The group, which includes Cardinal Raymond Burke and Cardinal Janis Pujats, note they were moved to make this declaration because of the “extraordinary situation of a general doctrinal confusion and disorientation in the life of the Church” caused by a failure of Church leaders to teach clear doctrine.

“In our time the Church is experiencing one of the greatest spiritual epidemics, that is, an almost universal doctrinal confusion and disorientation, which is a seriously contagious danger for spiritual health and eternal salvation for many souls,” the prelates observe.

“The faithful who are suffering this spiritual hunger feel themselves abandoned and thus find themselves in a kind of existential periphery,” they write, employing one of Pope Francis’s favorite buzzwords.

“We make this public Declaration in the spirit of Christian charity,” the prelates assert, adding that such a “precise declaration of the truths will be without any doubt an efficient means of a fraternal and filial aid for the Supreme Pontiff.”

Although the bishops never state explicitly that Pope Francis himself has been negligent in his duty to clearly teach Catholic doctrine, that is undeniably its intent.

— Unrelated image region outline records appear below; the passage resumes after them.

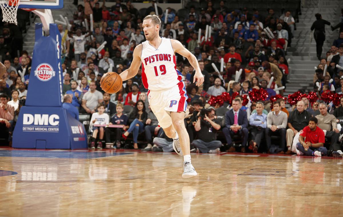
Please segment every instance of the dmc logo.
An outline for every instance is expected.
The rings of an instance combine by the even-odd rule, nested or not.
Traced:
[[[42,81],[47,81],[55,77],[56,73],[52,67],[47,63],[38,65],[35,70],[35,76]]]
[[[71,128],[71,132],[73,134],[79,134],[83,135],[84,134],[81,125],[79,124],[78,126],[70,126],[70,127]]]
[[[59,119],[59,116],[56,114],[49,116],[45,114],[35,114],[34,116],[31,114],[24,114],[23,117],[23,125],[31,125],[33,124],[33,125],[38,126],[57,126],[60,122],[56,120]]]

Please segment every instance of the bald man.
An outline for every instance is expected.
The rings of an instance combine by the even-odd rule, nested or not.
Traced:
[[[72,117],[79,121],[79,110],[76,107],[72,105],[73,101],[71,96],[69,94],[65,94],[63,100],[64,102],[62,105],[63,108],[66,110]]]

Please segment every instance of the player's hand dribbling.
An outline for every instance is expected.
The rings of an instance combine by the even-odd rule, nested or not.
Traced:
[[[204,82],[204,76],[202,75],[201,72],[196,71],[194,75],[194,78],[193,79],[193,83],[197,81],[197,86],[200,86]]]

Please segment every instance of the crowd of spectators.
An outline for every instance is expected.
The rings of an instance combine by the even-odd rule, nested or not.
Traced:
[[[63,106],[75,118],[79,113],[91,117],[89,127],[91,148],[96,146],[102,148],[103,140],[113,144],[114,148],[121,147],[121,141],[132,134],[132,148],[144,146],[146,150],[173,150],[172,140],[158,126],[150,109],[147,90],[142,83],[141,69],[135,76],[125,81],[116,94],[104,93],[100,87],[104,73],[111,70],[120,74],[130,67],[133,49],[145,40],[143,19],[155,13],[155,2],[152,3],[146,10],[139,11],[129,1],[124,4],[118,0],[116,4],[108,8],[105,1],[101,3],[85,0],[84,6],[78,5],[73,19],[69,21],[70,29],[58,25],[62,37],[63,90],[66,94]],[[291,46],[296,24],[291,11],[270,9],[267,15],[264,16],[257,9],[249,11],[246,8],[228,8],[223,1],[220,1],[217,8],[210,1],[206,8],[190,7],[185,14],[168,8],[166,17],[158,6],[157,9],[162,21],[160,36],[177,39],[187,48],[198,59],[205,77],[202,85],[196,86],[192,82],[194,69],[187,59],[176,54],[176,67],[181,72],[187,87],[190,112],[185,119],[185,124],[193,151],[217,153],[222,149],[230,152],[291,154],[297,151],[299,155],[316,156],[341,153],[337,124],[332,122],[331,125],[325,125],[332,116],[343,116],[342,106],[335,108],[332,104],[316,102],[312,110],[308,100],[304,98],[296,106],[287,109],[283,99],[274,102],[270,100],[277,93],[283,95],[282,90],[277,88],[285,87],[286,84],[289,69],[285,55],[287,46]],[[89,23],[91,14],[94,19],[93,32],[87,31],[88,28],[82,24],[85,18]],[[205,38],[206,26],[211,29],[208,40]],[[267,27],[272,34],[264,30]],[[343,67],[343,45],[340,44],[343,40],[343,33],[339,37],[327,54],[327,59],[321,60],[316,70],[314,81],[315,85],[318,82],[320,86],[315,86],[319,94],[326,88],[341,93],[343,89],[341,87],[343,71],[336,66]],[[0,36],[0,43],[1,38]],[[104,42],[107,44],[104,48],[97,50]],[[8,132],[11,132],[13,125],[9,122],[15,122],[20,100],[27,93],[30,57],[23,52],[19,58],[8,57],[4,61],[8,73],[0,80],[0,118],[2,118],[0,120]],[[212,65],[221,69],[222,59],[223,70],[216,71]],[[326,64],[328,66],[328,75],[323,76]],[[236,73],[239,71],[241,71],[240,75]],[[335,79],[331,81],[331,78]],[[242,96],[247,95],[253,88],[265,90],[268,98],[243,106]],[[223,92],[230,95],[236,92],[239,94],[232,104],[210,106],[210,98]],[[17,106],[14,107],[16,109],[5,108],[10,105]],[[324,106],[325,108],[322,110],[326,110],[327,113],[320,110],[318,113]],[[3,114],[9,113],[10,117]],[[93,126],[108,124],[123,126]],[[309,128],[306,128],[308,126]],[[325,130],[325,137],[331,139],[330,141],[323,141],[321,137],[318,141],[311,138],[314,132],[321,129]],[[95,142],[98,137],[97,146]],[[140,144],[142,140],[145,142]],[[324,144],[328,143],[327,151],[324,151]],[[241,145],[237,146],[239,144]],[[299,146],[303,148],[296,148]]]

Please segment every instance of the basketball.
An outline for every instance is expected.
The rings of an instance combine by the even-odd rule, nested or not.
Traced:
[[[101,89],[110,94],[119,91],[122,85],[123,81],[121,80],[121,77],[113,72],[104,74],[100,80]]]

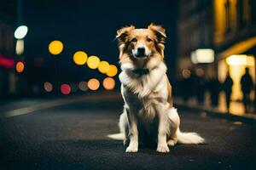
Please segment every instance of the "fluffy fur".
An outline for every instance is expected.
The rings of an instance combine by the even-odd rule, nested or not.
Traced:
[[[117,31],[119,45],[121,94],[125,101],[119,129],[126,152],[137,152],[139,141],[157,144],[158,152],[169,152],[177,142],[201,144],[195,133],[182,133],[172,106],[172,86],[164,62],[165,29],[151,24],[146,29],[126,26]],[[147,70],[139,74],[137,70]]]

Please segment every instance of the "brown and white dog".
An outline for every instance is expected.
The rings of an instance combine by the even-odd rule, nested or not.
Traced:
[[[151,24],[146,29],[126,26],[117,31],[119,80],[125,100],[119,118],[126,152],[137,152],[138,141],[157,143],[158,152],[169,152],[168,145],[201,144],[195,133],[182,133],[180,119],[173,107],[172,86],[164,62],[165,29]]]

The eight-page text contains 40 statements of Catholic belief, grouped in four categories: the fundamentals of faith, the creed, the law of God, and the sacraments. Each of the 40 statements seems directed at points of Francis’s teachings that have been deemed ambiguous or erroneous by his critics.

To take just one example, statement number  nine reads:

The religion born of faith in Jesus Christ, the Incarnate Son of God and the only Savior of humankind, is the only religion positively willed by God. The opinion is, therefore, wrong that says that just as God positively wills the diversity of the male and female sexes and the diversity of nations, so in the same way he also wills the diversity of religions.

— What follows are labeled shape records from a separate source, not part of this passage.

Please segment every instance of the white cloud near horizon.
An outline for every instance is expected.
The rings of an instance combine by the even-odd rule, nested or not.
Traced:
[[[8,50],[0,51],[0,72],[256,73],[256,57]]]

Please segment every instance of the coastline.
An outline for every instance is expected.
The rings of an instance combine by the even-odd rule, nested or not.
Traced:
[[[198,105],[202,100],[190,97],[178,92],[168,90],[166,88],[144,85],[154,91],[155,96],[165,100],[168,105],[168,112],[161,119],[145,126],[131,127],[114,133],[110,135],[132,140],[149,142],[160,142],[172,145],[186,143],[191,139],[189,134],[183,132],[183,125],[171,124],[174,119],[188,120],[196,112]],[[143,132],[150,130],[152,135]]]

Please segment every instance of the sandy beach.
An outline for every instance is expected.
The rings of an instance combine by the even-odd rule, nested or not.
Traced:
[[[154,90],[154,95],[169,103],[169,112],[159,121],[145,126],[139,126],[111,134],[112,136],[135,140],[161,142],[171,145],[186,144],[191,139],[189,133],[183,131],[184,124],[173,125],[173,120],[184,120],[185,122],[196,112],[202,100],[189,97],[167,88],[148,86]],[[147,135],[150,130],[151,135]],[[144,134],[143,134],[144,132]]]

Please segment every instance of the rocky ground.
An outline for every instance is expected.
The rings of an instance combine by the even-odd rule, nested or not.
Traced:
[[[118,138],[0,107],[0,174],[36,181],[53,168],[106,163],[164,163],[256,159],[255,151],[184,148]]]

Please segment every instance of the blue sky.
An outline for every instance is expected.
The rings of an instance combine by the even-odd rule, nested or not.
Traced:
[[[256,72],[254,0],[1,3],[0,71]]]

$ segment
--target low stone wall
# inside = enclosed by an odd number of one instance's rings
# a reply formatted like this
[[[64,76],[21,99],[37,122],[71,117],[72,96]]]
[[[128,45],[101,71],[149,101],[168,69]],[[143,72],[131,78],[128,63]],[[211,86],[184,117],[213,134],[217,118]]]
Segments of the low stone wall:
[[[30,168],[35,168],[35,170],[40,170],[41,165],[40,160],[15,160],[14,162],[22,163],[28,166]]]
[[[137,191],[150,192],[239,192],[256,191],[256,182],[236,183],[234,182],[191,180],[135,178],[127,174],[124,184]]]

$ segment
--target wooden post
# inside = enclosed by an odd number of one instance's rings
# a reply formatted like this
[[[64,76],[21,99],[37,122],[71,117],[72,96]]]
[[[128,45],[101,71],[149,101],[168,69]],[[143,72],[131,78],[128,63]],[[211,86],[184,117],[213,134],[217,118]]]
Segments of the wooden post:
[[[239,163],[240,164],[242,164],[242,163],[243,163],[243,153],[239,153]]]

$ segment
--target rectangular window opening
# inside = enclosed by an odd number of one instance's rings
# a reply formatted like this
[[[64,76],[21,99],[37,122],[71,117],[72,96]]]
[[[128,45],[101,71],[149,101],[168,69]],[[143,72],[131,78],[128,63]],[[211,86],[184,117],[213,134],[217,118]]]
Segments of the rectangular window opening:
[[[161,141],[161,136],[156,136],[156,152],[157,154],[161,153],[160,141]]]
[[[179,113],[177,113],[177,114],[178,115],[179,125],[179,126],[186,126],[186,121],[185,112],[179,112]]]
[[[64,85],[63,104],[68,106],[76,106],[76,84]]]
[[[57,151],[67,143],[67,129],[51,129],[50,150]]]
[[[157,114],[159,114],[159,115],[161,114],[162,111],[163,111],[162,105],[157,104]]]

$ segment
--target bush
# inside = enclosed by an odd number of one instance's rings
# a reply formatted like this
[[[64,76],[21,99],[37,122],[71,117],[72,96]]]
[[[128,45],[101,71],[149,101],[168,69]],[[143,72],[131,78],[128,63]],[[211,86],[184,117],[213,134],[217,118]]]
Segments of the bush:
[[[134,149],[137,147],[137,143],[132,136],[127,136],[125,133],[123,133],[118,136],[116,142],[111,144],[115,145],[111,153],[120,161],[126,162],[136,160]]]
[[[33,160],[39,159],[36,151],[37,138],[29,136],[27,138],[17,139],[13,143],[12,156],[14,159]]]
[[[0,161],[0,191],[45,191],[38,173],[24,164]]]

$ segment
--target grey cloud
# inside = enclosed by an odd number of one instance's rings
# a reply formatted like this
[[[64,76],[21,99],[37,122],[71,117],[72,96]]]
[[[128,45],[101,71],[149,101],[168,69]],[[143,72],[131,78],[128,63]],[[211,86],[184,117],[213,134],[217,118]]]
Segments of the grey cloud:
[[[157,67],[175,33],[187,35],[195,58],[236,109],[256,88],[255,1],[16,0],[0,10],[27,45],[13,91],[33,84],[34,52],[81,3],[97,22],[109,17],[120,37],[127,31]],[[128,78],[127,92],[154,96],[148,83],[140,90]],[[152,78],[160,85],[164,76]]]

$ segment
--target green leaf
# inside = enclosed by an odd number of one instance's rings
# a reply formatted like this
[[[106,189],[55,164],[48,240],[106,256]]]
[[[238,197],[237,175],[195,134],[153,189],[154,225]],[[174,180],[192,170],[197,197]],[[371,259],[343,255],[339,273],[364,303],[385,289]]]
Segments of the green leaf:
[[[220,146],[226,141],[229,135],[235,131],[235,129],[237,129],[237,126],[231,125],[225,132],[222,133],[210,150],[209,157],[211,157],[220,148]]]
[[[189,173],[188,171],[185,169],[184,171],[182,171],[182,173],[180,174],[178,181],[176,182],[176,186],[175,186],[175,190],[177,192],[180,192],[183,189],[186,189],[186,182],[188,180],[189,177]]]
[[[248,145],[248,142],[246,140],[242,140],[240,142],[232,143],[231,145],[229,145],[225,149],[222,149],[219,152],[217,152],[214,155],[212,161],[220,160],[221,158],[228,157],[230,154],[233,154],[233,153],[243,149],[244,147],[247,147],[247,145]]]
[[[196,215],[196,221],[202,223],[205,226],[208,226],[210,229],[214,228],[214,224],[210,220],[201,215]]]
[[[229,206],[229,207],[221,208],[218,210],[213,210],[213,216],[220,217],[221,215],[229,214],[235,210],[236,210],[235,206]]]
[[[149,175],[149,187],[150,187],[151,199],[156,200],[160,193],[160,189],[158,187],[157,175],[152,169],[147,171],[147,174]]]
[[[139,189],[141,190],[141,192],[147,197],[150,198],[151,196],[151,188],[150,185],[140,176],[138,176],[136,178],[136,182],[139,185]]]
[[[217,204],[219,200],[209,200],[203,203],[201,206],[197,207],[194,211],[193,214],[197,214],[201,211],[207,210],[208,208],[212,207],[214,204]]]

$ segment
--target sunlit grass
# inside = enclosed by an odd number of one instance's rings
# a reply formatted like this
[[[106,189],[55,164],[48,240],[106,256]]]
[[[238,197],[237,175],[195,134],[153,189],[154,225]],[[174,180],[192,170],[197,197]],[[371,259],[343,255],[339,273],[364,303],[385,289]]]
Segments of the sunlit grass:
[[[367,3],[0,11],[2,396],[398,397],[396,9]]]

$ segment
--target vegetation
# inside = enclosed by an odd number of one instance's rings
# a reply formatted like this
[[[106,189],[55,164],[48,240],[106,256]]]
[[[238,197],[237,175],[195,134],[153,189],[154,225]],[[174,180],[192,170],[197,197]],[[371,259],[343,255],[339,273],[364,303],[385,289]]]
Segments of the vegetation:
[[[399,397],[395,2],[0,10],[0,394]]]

This text seems directed at the Abu Dhabi joint statement signed in February by Pope Francis and the Grand Imam of Al-Azhar, Ahmad Al-Tayyeb, which asserted that God wills a plurality of religions just as He wills a plurality of colors, sexes, races, and languages.

In their declaration, the bishops insist on the responsibility of every prelate, cleric, and Catholic lay person to bear witness to the truths of the faith, especially when they are neglected by those who have the duty to defend them.

“Before the eyes of the Divine Judge and in his own conscience, each bishop, priest, and lay faithful has the moral duty to give witness unambiguously to those truths that in our days are obfuscated, undermined, and denied,” they state.

Among the sources cited in the declaration, the bishops pointedly include a text from Saint Augustine — a bishop — to Pope Boniface I, in which Augustine notes that “the pastoral watch-tower is common to all of us who discharge the office of the episcopate.”